I run a 50-year-old roofing company in Northwest Arkansas, and the habit that transformed my results was **documenting everything in real time with photos and detailed reports**. When we started giving property managers and HOA boards comprehensive inspection reports with before/after images and maintenance schedules instead of just verbal estimates, our commercial contract renewals jumped and referrals doubled. One apartment complex owner told us we were the first contractor who made their insurance claim actually easy--we had timestamped storm damage photos, material specs, and repair logs ready before the adjuster even arrived. I define sustainable success as **building systems that protect both your reputation and your team's capacity**. We're open 24/7 for emergencies, but I learned the hard way that saying yes to every midnight call burns people out.
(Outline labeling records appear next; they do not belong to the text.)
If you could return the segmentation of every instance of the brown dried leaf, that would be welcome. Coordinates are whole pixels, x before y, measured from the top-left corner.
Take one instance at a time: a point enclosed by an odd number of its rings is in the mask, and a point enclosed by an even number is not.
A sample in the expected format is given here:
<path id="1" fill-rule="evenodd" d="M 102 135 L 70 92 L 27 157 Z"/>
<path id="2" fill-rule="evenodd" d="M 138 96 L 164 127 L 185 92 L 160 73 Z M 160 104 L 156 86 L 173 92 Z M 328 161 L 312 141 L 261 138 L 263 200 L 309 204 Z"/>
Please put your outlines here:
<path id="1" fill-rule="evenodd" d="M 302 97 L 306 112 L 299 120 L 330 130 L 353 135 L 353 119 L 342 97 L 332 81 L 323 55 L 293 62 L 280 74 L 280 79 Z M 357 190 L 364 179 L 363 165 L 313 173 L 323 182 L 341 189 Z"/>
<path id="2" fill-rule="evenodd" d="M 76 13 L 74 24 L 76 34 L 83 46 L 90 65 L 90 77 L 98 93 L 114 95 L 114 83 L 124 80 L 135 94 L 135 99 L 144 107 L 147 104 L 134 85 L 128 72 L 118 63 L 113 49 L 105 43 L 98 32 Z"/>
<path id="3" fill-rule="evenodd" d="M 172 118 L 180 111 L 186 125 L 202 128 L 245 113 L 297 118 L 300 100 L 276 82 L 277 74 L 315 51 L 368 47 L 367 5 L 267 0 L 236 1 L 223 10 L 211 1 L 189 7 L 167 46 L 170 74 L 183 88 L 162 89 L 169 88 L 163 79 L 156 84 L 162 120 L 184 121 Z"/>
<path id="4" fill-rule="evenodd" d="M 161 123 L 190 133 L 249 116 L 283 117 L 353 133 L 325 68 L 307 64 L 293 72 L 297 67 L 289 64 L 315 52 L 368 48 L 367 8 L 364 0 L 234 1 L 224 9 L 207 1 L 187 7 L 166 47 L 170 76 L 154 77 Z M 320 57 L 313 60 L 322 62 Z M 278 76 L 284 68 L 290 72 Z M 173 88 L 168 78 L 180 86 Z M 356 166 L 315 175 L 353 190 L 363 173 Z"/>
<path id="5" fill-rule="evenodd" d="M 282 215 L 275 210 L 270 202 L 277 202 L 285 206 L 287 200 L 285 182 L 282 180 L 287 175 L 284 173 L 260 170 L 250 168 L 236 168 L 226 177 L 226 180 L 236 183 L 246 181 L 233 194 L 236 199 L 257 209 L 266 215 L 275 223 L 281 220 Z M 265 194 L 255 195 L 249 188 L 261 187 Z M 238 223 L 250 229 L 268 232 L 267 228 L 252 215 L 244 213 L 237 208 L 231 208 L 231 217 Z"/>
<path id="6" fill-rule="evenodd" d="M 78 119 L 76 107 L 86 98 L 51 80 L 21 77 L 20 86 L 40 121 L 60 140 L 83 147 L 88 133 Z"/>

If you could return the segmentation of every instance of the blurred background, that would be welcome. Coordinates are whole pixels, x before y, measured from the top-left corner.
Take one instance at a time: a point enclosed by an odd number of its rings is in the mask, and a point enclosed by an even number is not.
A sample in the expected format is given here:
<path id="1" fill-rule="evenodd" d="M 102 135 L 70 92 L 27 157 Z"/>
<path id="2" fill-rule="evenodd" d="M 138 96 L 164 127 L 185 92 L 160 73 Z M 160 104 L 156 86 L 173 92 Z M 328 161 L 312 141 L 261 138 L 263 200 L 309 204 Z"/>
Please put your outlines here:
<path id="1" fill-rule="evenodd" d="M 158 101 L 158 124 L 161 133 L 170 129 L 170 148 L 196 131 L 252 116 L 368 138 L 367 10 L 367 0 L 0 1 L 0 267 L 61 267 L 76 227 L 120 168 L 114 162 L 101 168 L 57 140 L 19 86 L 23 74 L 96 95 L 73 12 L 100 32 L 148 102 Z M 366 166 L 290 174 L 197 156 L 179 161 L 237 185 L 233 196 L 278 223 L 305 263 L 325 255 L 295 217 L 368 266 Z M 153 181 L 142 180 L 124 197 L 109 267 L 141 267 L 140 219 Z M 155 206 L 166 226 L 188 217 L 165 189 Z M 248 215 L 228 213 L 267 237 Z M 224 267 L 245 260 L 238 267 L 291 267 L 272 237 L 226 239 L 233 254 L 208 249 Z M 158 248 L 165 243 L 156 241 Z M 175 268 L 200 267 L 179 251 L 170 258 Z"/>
Now we triage: true emergencies (active leaks, storm damage) get immediate response, but "I just noticed this" calls get scheduled for morning inspections. Our emergency response time stayed under 2 hours for real crises, but our crew retention went up 40% because they weren't destroyed by false alarms. Customers respect the boundaries when you explain the why. The mindset shift that changed everything: **realizing that preventing a problem is worth more than heroically fixing it**. I used to think our value was in spectacular storm repairs and insurance work. Then I tracked our highest-rated jobs--they were boring maintenance contracts where we caught issues early. One property management firm told us our bi-annual inspections saved them $47,000 because we spotted failing flashing before it became a full reroof. Now we lead every conversation with prevention, not drama. Turns out nobody actually wants to need a roofer--they want to never think about their roof again.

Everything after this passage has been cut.